As well as these small joys, for many small business owners the prospect of growth is a memory, as the latest Federal Reserve Small Business Credit Survey highlights. Released in March, the report is a summary of how small business owners acted and felt towards credit in 2019, as well as how they viewed their future in 2020.

While that’s certainly a grim reminder, the report featured an interesting question which appears prescient in the wake of the impacts of covid-19. “What actions would your business take in response to a 2-month revenue loss” was put to the 5,514 respondents, which were composed of owners of businesses that employed between 1 and 499 employees (coincidentally the same range for PPP loan eligibility). And the answers highlight the extent of the trouble which many small business owners currently find themselves in.

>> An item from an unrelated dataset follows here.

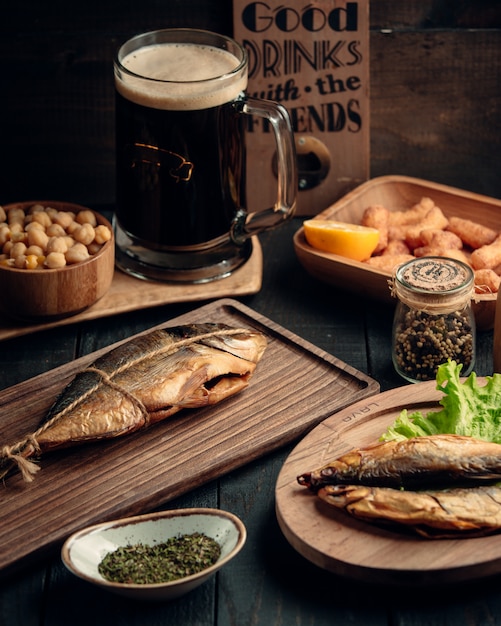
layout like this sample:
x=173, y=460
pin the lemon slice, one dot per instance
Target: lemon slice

33% said they would lay off employees, 34% reported that they would rely on debt, and just 37% stated that they would reduce salaries of the owner(s) or employees. As well as these hypothetical decisions, 17% of respondents said they would shut down and 47% noted that they would use the owner’s personal funds to ride out the storm, worrying numbers given the current situation.

And while these responses prove eerie in light of what was to come, other answers reflect the optimism that 2019 yielded. 69% of firms expected revenue to increase in 2020, 44% expected their number of employees to grow, and 56% reported revenue growth on from 2018.

Outdated as the report is, it acts as an artifact of sorts: reminding the industry of what can come before the fall, and how even when things are good, many businesses are a few steps removed from serious trouble.